Читать книгу Dreizehn Band 1-3: Das Tagebuch / Die Anstalt / Das Spiegelbild - Carl Wilckens - Страница 23
ОглавлениеDas Tagebuch
In dieser Nacht betrat ich erstmals Emilys Wohnung. Der würzige Geruch von Büchern und Kerzenwachs lag in der Luft. Der Regen prasselte gegen das Fenster ihres Esswohnzimmers, und der Wind rüttelte an den Läden.
Emily entschuldigte sich und zog sich in ein angrenzendes Zimmer zurück. Ich hängte den durchnässten Frack über die Lehne eines Stuhls und machte mich am Kamin zu schaffen. Als Flammen über die Holzscheite leckten, richtete ich mich auf und ließ den Blick durch den Raum schweifen. Ich bemerkte, dass Emily die Fensterbank mit seltsamen Schriftzeichen bekritzelt hatte. Knoblauchzöpfe hingen von der Decke, und auch auf der Tür blühte ein Kreis aus Runen.
Sie ist verrückt, dachte ich. Doch der Gedanke erschreckte mich nicht. Im Gegenteil, er stimmte mich heiter.
„Ich weiß, was du denkst.“
Ich wandte mich zu ihr um. Sie trug nun ein weißes Nachthemd.

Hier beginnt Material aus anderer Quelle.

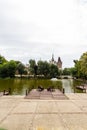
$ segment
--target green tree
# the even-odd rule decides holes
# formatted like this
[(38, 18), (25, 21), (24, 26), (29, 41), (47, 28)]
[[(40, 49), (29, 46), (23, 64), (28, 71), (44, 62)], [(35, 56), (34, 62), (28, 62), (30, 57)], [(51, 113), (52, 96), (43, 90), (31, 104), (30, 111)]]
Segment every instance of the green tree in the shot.
[(21, 77), (22, 77), (22, 74), (24, 74), (24, 69), (25, 69), (24, 64), (22, 64), (21, 62), (19, 64), (17, 64), (16, 70), (18, 70)]
[(15, 77), (16, 62), (11, 60), (8, 62), (8, 75), (10, 78)]
[(79, 62), (80, 62), (80, 71), (81, 71), (82, 77), (84, 79), (87, 79), (87, 52), (83, 53)]
[(49, 75), (49, 63), (47, 61), (38, 61), (38, 74), (48, 77)]
[(0, 55), (0, 65), (7, 63), (7, 60), (4, 58), (4, 56)]
[(51, 64), (50, 65), (50, 77), (56, 78), (59, 75), (59, 71), (56, 65)]
[(64, 68), (62, 73), (63, 75), (70, 75), (71, 74), (70, 68)]
[(33, 60), (33, 59), (30, 59), (29, 60), (29, 65), (30, 65), (30, 67), (29, 67), (30, 74), (35, 74), (36, 73), (36, 68), (35, 68), (36, 61)]

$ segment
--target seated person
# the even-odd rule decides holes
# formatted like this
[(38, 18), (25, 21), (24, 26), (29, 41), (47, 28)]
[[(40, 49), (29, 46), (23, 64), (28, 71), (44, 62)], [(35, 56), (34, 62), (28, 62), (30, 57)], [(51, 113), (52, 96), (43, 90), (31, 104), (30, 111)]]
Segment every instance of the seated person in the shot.
[(44, 88), (40, 85), (40, 86), (38, 86), (38, 90), (39, 90), (39, 91), (43, 91)]
[(47, 91), (53, 92), (54, 91), (54, 87), (53, 86), (48, 87)]

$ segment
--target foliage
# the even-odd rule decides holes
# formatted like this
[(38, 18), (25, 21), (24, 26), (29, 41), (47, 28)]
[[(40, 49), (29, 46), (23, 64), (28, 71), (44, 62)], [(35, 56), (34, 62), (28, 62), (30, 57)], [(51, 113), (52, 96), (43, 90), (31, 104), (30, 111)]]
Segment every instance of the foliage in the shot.
[(87, 52), (83, 53), (79, 60), (74, 60), (73, 76), (87, 79)]
[(59, 73), (58, 73), (57, 66), (54, 65), (54, 64), (51, 64), (50, 65), (50, 77), (51, 78), (53, 78), (53, 77), (56, 78), (58, 75), (59, 75)]
[(37, 68), (35, 68), (35, 66), (36, 66), (35, 60), (30, 59), (30, 60), (29, 60), (29, 65), (30, 65), (30, 67), (29, 67), (30, 74), (35, 74), (35, 73), (37, 73)]
[(49, 64), (47, 61), (38, 61), (38, 75), (44, 75), (48, 77), (49, 74)]
[(19, 72), (21, 76), (25, 72), (24, 69), (25, 69), (24, 64), (22, 64), (21, 62), (17, 64), (16, 70)]
[(63, 75), (70, 75), (71, 74), (70, 68), (64, 68), (62, 74)]

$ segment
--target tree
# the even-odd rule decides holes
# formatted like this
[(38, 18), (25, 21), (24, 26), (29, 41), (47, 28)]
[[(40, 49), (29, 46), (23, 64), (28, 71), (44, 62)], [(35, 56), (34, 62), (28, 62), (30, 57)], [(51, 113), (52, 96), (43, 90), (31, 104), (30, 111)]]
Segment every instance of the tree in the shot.
[(16, 70), (18, 70), (19, 74), (22, 77), (22, 74), (24, 73), (25, 66), (21, 62), (17, 65)]
[(15, 71), (16, 71), (16, 62), (14, 60), (11, 60), (8, 62), (8, 76), (10, 78), (15, 77)]
[(83, 53), (80, 60), (80, 71), (83, 78), (87, 79), (87, 52)]
[(50, 77), (56, 78), (59, 75), (59, 71), (56, 65), (51, 64), (50, 65)]
[(5, 63), (7, 63), (7, 60), (3, 56), (0, 55), (0, 64), (3, 65)]
[(35, 67), (36, 67), (36, 62), (35, 62), (35, 60), (30, 59), (30, 60), (29, 60), (29, 65), (30, 65), (30, 68), (29, 68), (30, 73), (31, 73), (31, 74), (37, 73), (37, 72), (36, 72), (36, 71), (37, 71), (37, 68), (35, 68)]
[(38, 74), (48, 77), (49, 75), (49, 63), (47, 61), (38, 61)]
[(63, 75), (70, 75), (70, 68), (64, 68), (63, 69)]

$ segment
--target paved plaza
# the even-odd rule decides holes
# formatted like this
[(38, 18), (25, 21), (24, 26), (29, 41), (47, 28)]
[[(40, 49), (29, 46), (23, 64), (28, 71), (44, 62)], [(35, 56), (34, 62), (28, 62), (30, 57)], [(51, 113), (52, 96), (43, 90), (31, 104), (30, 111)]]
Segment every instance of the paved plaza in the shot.
[(32, 89), (29, 94), (25, 97), (26, 99), (42, 99), (42, 100), (64, 100), (68, 99), (65, 94), (63, 94), (59, 89), (53, 91), (38, 91), (37, 89)]
[(87, 94), (68, 100), (0, 96), (0, 128), (5, 130), (87, 130)]

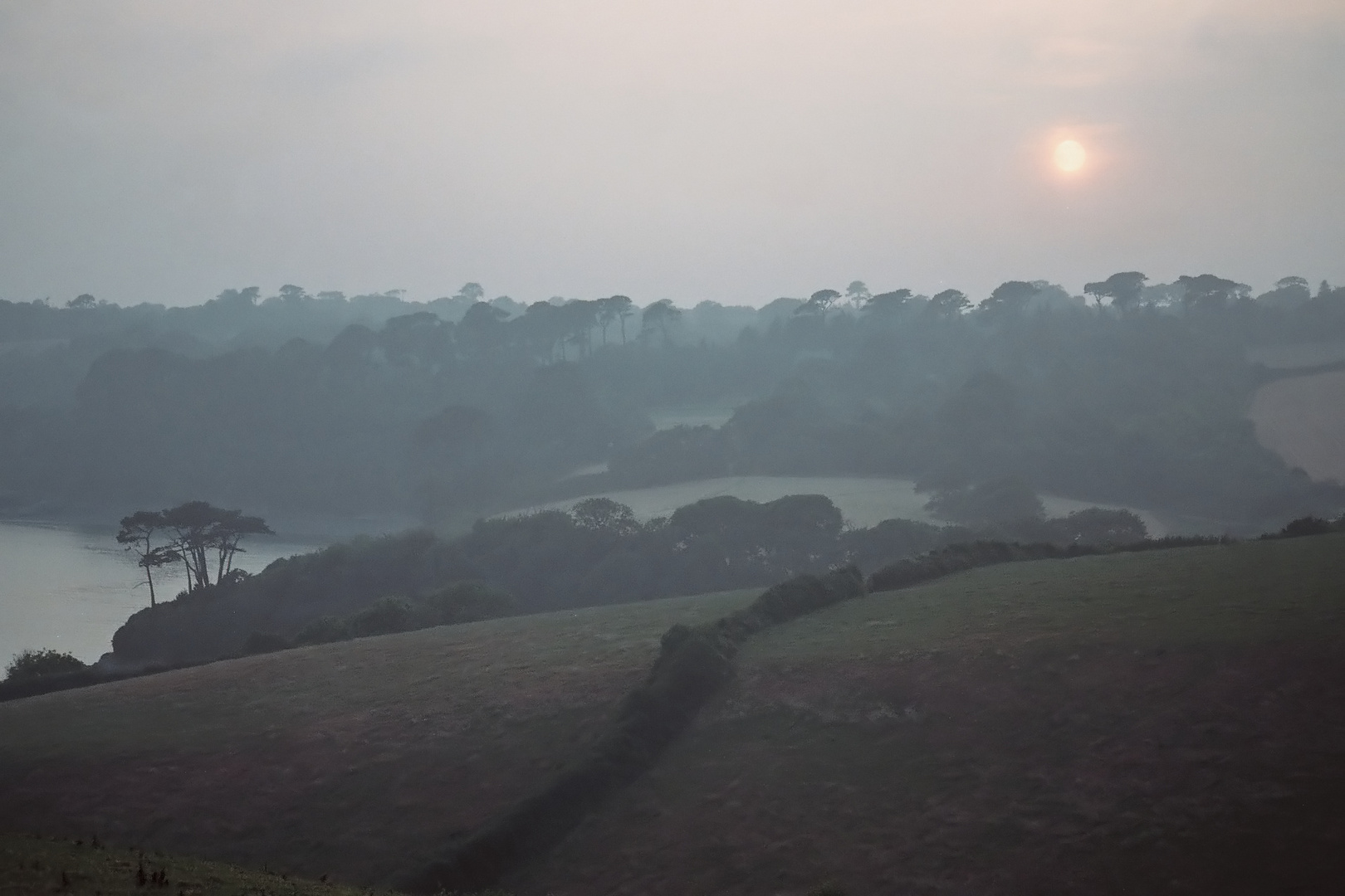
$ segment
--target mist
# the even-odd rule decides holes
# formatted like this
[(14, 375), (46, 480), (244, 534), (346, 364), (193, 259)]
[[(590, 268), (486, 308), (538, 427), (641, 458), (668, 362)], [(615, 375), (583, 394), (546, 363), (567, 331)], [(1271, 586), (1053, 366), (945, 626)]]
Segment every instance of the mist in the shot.
[(1336, 892), (1345, 5), (0, 0), (0, 892)]
[[(0, 297), (1345, 279), (1332, 3), (4, 4)], [(1084, 176), (1049, 165), (1083, 141)]]

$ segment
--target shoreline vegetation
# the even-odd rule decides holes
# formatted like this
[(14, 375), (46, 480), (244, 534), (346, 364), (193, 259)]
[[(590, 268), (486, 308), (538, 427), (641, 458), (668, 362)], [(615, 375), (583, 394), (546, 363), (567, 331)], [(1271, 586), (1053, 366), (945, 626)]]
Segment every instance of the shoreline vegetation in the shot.
[[(999, 497), (1002, 498), (1003, 496)], [(1018, 494), (1014, 497), (1021, 501), (1026, 496)], [(706, 586), (701, 591), (709, 592), (753, 586), (764, 587), (760, 583), (763, 576), (771, 574), (794, 575), (790, 567), (800, 562), (812, 566), (816, 574), (822, 575), (827, 570), (835, 570), (845, 564), (858, 568), (854, 567), (855, 562), (863, 562), (873, 568), (876, 566), (874, 557), (886, 557), (880, 560), (881, 568), (869, 576), (868, 587), (870, 590), (888, 590), (920, 582), (923, 580), (921, 576), (928, 575), (928, 570), (947, 567), (947, 571), (954, 571), (963, 568), (958, 564), (963, 563), (962, 557), (966, 556), (982, 557), (978, 563), (998, 563), (1005, 560), (985, 557), (1088, 556), (1208, 544), (1232, 544), (1236, 541), (1228, 536), (1166, 536), (1162, 539), (1150, 539), (1145, 533), (1143, 524), (1132, 514), (1127, 516), (1124, 512), (1098, 509), (1080, 510), (1069, 517), (1054, 520), (1028, 516), (1007, 521), (1001, 520), (998, 524), (993, 519), (975, 517), (982, 524), (979, 531), (959, 525), (940, 528), (908, 520), (890, 520), (872, 529), (842, 532), (835, 508), (831, 506), (829, 500), (822, 496), (792, 496), (792, 498), (798, 498), (798, 501), (783, 498), (777, 502), (760, 505), (737, 498), (712, 498), (695, 505), (687, 505), (679, 509), (679, 513), (682, 513), (679, 529), (677, 514), (674, 514), (674, 520), (658, 520), (654, 523), (652, 532), (663, 536), (655, 541), (655, 549), (664, 551), (670, 548), (667, 537), (670, 527), (674, 527), (672, 553), (686, 553), (687, 541), (694, 541), (697, 536), (705, 537), (706, 531), (709, 531), (714, 539), (714, 552), (709, 557), (701, 557), (701, 563), (709, 562), (714, 567), (722, 564), (729, 568), (737, 563), (738, 567), (746, 567), (726, 576), (720, 574), (709, 579), (690, 579), (690, 582), (699, 582)], [(951, 498), (946, 497), (947, 500)], [(966, 494), (960, 494), (956, 496), (956, 500), (966, 502), (970, 498)], [(794, 505), (792, 508), (790, 506), (791, 504)], [(975, 505), (975, 501), (972, 504)], [(803, 517), (811, 520), (811, 529), (815, 536), (811, 543), (808, 539), (804, 539), (802, 544), (798, 540), (798, 528), (800, 523), (807, 521), (800, 519), (800, 512)], [(695, 529), (694, 523), (687, 523), (689, 517), (698, 514), (702, 517), (698, 520), (701, 531)], [(775, 524), (775, 528), (761, 525), (772, 514), (780, 517), (771, 521)], [(590, 498), (568, 513), (545, 510), (535, 516), (542, 517), (543, 521), (549, 521), (553, 525), (560, 524), (562, 533), (578, 532), (581, 536), (599, 535), (607, 541), (608, 553), (613, 541), (620, 543), (623, 539), (640, 539), (650, 533), (644, 524), (633, 519), (629, 508), (607, 498)], [(753, 527), (749, 525), (753, 521), (753, 516), (759, 517), (755, 520), (757, 524), (757, 531), (755, 532), (752, 531)], [(535, 528), (537, 521), (537, 519), (531, 517), (512, 517), (496, 521), (494, 525), (496, 531), (506, 533), (511, 529), (522, 528), (527, 536), (535, 537), (538, 535), (538, 529)], [(1014, 531), (1041, 536), (1050, 533), (1053, 527), (1057, 536), (1054, 543), (1045, 537), (1037, 540), (1005, 540), (1005, 536)], [(1345, 528), (1345, 517), (1336, 521), (1303, 517), (1287, 524), (1278, 533), (1267, 533), (1260, 537), (1301, 537), (1340, 531), (1342, 528)], [(740, 539), (737, 545), (729, 545), (724, 541), (725, 535), (730, 531)], [(542, 532), (545, 533), (545, 529)], [(794, 544), (781, 543), (783, 536), (790, 536)], [(999, 537), (995, 539), (994, 536)], [(819, 551), (819, 540), (833, 541), (834, 548), (841, 548), (839, 552), (835, 549), (831, 552)], [(252, 630), (243, 637), (241, 646), (234, 653), (221, 653), (218, 656), (157, 656), (149, 660), (141, 657), (137, 661), (137, 657), (134, 654), (128, 656), (129, 650), (124, 647), (124, 653), (120, 657), (114, 652), (95, 664), (86, 665), (69, 654), (58, 654), (52, 650), (26, 652), (13, 658), (13, 662), (7, 669), (5, 680), (0, 681), (0, 701), (171, 672), (238, 656), (270, 653), (315, 643), (331, 643), (350, 638), (557, 609), (554, 606), (537, 606), (535, 603), (519, 602), (508, 591), (490, 582), (479, 579), (444, 580), (444, 567), (447, 566), (452, 570), (453, 564), (445, 564), (443, 557), (438, 562), (429, 563), (428, 578), (424, 575), (425, 570), (421, 571), (421, 578), (416, 578), (414, 575), (406, 576), (406, 570), (393, 570), (395, 582), (402, 586), (401, 594), (389, 594), (387, 591), (391, 587), (389, 584), (383, 584), (382, 587), (374, 584), (378, 582), (379, 572), (389, 572), (389, 570), (381, 568), (386, 567), (390, 562), (389, 553), (394, 563), (416, 559), (416, 555), (421, 555), (418, 562), (421, 566), (425, 566), (424, 555), (433, 555), (443, 551), (441, 544), (428, 533), (413, 532), (405, 536), (387, 536), (373, 543), (366, 541), (363, 545), (332, 545), (313, 555), (277, 562), (273, 567), (278, 566), (278, 571), (268, 567), (258, 576), (261, 582), (265, 582), (268, 575), (277, 578), (277, 584), (281, 587), (277, 594), (284, 595), (284, 586), (295, 582), (293, 575), (285, 575), (288, 571), (285, 567), (291, 563), (299, 563), (301, 567), (299, 576), (307, 580), (309, 587), (312, 587), (315, 576), (317, 579), (324, 576), (339, 579), (355, 578), (364, 582), (362, 592), (347, 594), (343, 603), (335, 604), (356, 609), (344, 617), (332, 615), (331, 613), (324, 613), (332, 604), (319, 600), (316, 606), (305, 606), (305, 613), (300, 614), (300, 623), (296, 623), (297, 627), (292, 634), (285, 635)], [(942, 547), (939, 547), (940, 544)], [(363, 551), (359, 551), (360, 547), (363, 547)], [(355, 549), (354, 556), (350, 553), (351, 549)], [(408, 549), (410, 549), (410, 553), (408, 553)], [(776, 555), (771, 559), (773, 562), (763, 563), (763, 553), (765, 552)], [(543, 551), (545, 556), (554, 557), (555, 553), (555, 545), (550, 545), (549, 549)], [(452, 559), (461, 564), (461, 556)], [(518, 559), (516, 553), (510, 553), (506, 556), (506, 563), (514, 564)], [(749, 559), (746, 564), (744, 564), (745, 559)], [(593, 562), (592, 557), (589, 562)], [(599, 556), (597, 566), (601, 567), (605, 562), (605, 556)], [(305, 570), (303, 567), (309, 568)], [(467, 567), (457, 567), (457, 570), (461, 568)], [(133, 619), (143, 617), (144, 613), (176, 611), (182, 607), (206, 607), (207, 610), (213, 610), (214, 613), (204, 617), (207, 622), (211, 618), (218, 618), (219, 611), (235, 614), (237, 607), (230, 604), (230, 599), (235, 599), (233, 592), (238, 586), (249, 583), (252, 578), (237, 578), (225, 584), (198, 586), (194, 592), (182, 592), (172, 602), (141, 611)], [(418, 583), (418, 587), (413, 583)], [(397, 591), (397, 588), (393, 590)], [(269, 595), (272, 590), (265, 588), (264, 592)], [(682, 594), (691, 592), (695, 591), (682, 591)], [(663, 596), (672, 596), (672, 594), (654, 592), (642, 599)], [(621, 603), (621, 600), (580, 602), (564, 606), (593, 606), (594, 603)], [(130, 622), (128, 621), (129, 625)], [(198, 625), (200, 623), (198, 622)], [(125, 629), (124, 626), (122, 630), (118, 630), (118, 637), (124, 643), (126, 641), (126, 635), (122, 634)], [(140, 637), (144, 638), (143, 634)]]

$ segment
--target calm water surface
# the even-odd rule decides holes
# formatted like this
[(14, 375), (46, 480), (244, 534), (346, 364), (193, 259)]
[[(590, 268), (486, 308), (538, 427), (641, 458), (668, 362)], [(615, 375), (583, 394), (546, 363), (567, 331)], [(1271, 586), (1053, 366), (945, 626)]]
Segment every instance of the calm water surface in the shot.
[[(235, 566), (260, 572), (268, 563), (316, 545), (252, 539)], [(0, 668), (26, 649), (51, 647), (91, 662), (112, 649), (112, 633), (149, 606), (134, 557), (110, 531), (0, 523)], [(155, 574), (155, 595), (186, 587), (182, 571)], [(3, 676), (3, 672), (0, 672)]]

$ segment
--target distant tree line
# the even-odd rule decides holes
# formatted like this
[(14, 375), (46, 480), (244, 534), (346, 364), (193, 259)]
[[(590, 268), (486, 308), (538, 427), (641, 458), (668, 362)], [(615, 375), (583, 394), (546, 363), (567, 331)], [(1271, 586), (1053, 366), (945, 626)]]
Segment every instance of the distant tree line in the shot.
[[(1022, 279), (975, 305), (859, 281), (761, 309), (525, 306), (477, 283), (424, 304), (293, 285), (0, 302), (0, 509), (204, 496), (463, 528), (574, 488), (745, 473), (1018, 477), (1248, 527), (1340, 508), (1256, 442), (1247, 403), (1283, 373), (1247, 352), (1345, 339), (1345, 289), (1122, 271), (1085, 297)], [(736, 411), (654, 431), (651, 410), (689, 406)]]
[(648, 521), (611, 498), (586, 498), (568, 512), (483, 520), (457, 539), (412, 532), (277, 560), (137, 613), (113, 646), (125, 662), (202, 661), (504, 613), (757, 587), (838, 564), (872, 570), (976, 539), (1107, 545), (1146, 536), (1124, 510), (1048, 520), (981, 505), (979, 528), (911, 520), (847, 528), (819, 494), (765, 504), (716, 497)]
[[(225, 510), (206, 501), (188, 501), (168, 510), (136, 510), (122, 517), (117, 544), (134, 552), (136, 564), (145, 571), (149, 606), (155, 606), (153, 571), (169, 563), (182, 563), (188, 594), (246, 576), (243, 570), (234, 568), (234, 556), (243, 549), (239, 544), (249, 535), (276, 533), (261, 517)], [(210, 580), (213, 559), (214, 583)]]

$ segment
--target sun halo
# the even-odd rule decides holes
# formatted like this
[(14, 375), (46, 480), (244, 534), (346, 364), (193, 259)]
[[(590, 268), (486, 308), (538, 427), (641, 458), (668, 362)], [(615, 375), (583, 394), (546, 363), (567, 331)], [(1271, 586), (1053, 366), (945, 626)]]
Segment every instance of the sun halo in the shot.
[(1056, 168), (1063, 172), (1073, 173), (1084, 167), (1084, 161), (1088, 159), (1088, 153), (1084, 150), (1084, 145), (1077, 140), (1063, 140), (1056, 145)]

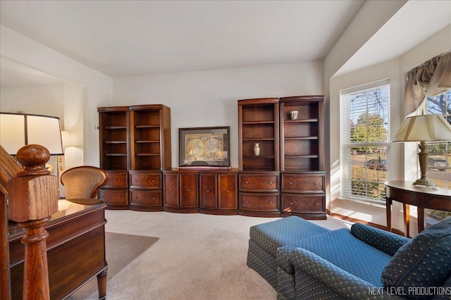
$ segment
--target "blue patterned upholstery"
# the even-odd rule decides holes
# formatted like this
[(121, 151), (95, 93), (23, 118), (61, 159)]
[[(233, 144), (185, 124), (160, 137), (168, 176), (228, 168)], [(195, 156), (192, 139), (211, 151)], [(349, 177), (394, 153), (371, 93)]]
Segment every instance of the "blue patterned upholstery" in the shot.
[[(451, 276), (451, 218), (404, 245), (382, 273), (389, 287), (441, 287)], [(411, 298), (424, 299), (412, 294)]]
[(304, 237), (326, 231), (329, 230), (292, 215), (252, 226), (249, 235), (252, 240), (275, 258), (276, 251), (278, 247), (293, 244)]
[(361, 223), (353, 224), (351, 232), (357, 239), (391, 256), (395, 255), (401, 246), (410, 241), (408, 237)]
[(386, 253), (356, 239), (347, 228), (305, 238), (300, 241), (299, 246), (378, 287), (383, 285), (381, 273), (392, 258)]
[(440, 224), (411, 242), (361, 224), (330, 231), (292, 216), (251, 227), (247, 264), (276, 289), (278, 300), (405, 299), (385, 289), (424, 275), (433, 277), (428, 285), (445, 288), (433, 300), (450, 300), (451, 218)]
[[(247, 252), (247, 265), (255, 270), (269, 284), (278, 291), (278, 268), (276, 263), (276, 252), (278, 248), (291, 244), (291, 249), (296, 247), (297, 241), (304, 237), (317, 233), (328, 232), (329, 230), (318, 226), (297, 216), (290, 216), (252, 226), (249, 230), (249, 251)], [(285, 260), (290, 263), (289, 254)], [(290, 268), (294, 270), (292, 266)], [(280, 278), (285, 274), (280, 275)], [(295, 295), (294, 275), (286, 278), (280, 282), (284, 288), (282, 289), (288, 294)], [(285, 297), (283, 294), (280, 296)]]

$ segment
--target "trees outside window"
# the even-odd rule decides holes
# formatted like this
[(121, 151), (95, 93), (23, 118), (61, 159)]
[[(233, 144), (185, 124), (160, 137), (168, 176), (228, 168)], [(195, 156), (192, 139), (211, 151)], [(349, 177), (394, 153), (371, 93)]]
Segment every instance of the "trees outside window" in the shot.
[(341, 196), (385, 201), (390, 161), (388, 81), (341, 92)]
[[(451, 90), (435, 97), (428, 96), (428, 113), (443, 115), (451, 124)], [(428, 177), (437, 186), (451, 189), (451, 143), (428, 143), (429, 163)]]

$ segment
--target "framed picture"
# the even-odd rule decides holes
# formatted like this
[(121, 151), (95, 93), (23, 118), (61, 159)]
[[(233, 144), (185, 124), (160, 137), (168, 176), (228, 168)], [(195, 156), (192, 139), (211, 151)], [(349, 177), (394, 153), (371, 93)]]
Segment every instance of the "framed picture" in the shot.
[(230, 168), (230, 127), (179, 128), (180, 167)]

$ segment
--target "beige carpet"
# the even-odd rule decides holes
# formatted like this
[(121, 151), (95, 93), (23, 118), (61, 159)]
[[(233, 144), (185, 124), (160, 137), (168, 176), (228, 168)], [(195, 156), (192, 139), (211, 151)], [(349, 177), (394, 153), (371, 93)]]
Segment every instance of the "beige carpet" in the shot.
[[(246, 260), (249, 227), (277, 218), (132, 211), (106, 211), (106, 218), (109, 232), (159, 237), (108, 281), (108, 300), (276, 299)], [(313, 222), (350, 227), (333, 218)], [(95, 292), (86, 299), (97, 297)]]
[[(105, 252), (108, 263), (107, 280), (113, 278), (158, 240), (158, 237), (105, 232)], [(97, 278), (91, 280), (68, 299), (84, 299), (92, 293), (99, 296)]]

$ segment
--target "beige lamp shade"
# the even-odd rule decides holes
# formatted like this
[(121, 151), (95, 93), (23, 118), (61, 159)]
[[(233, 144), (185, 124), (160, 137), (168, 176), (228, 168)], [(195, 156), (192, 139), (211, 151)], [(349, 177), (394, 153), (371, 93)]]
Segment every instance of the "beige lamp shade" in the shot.
[(438, 114), (406, 118), (392, 142), (451, 141), (451, 125)]
[(63, 155), (59, 118), (27, 113), (0, 113), (0, 144), (11, 155), (23, 146), (44, 146), (51, 155)]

„Du hältst mich für verrückt.“
„Oh ja“, sagte ich und nickte. „Paranoid, um genau zu sein.“ Ihr Blick entlockte mir ein Lächeln. „Ich würde sogar sagen, nur du bist verrückt genug, dass ich dich mögen kann.“ Die Sorge in ihrem Blick schmolz dahin, und Tränen der Erleichterung füllten ihre Augen.
„Komm“, sagte ich und fasste sie am Handgelenk. Ihre Haut war eisig. „Du solltest dich aufwärmen.“ Ich führte sie zum Kamin, wo Emily sich nahe den Flammen in einen Sessel sinken ließ. Verlegen starrte sie auf ihre Füße.
„Ich weiß nicht, wie ich mich erklären soll“, sagte sie mit erstickter Stimme.
„Niemand hat eine Erklärung verlangt.“
Im Grunde war es mir gleich, was sie umtrieb. Ich bin an etwas erkrankt, das Ed hormonelle Vergiftung der Hirnrinde nennt. Kurz gesagt, ich bin verliebt, und würde mich vermutlich nicht einmal daran stören, wenn Emily ein Flüchtling aus dem Hochsicherheitstrakt von Sankt Laplace wäre.
„Was kann ich tun, damit es dir besser geht?“, fragte ich.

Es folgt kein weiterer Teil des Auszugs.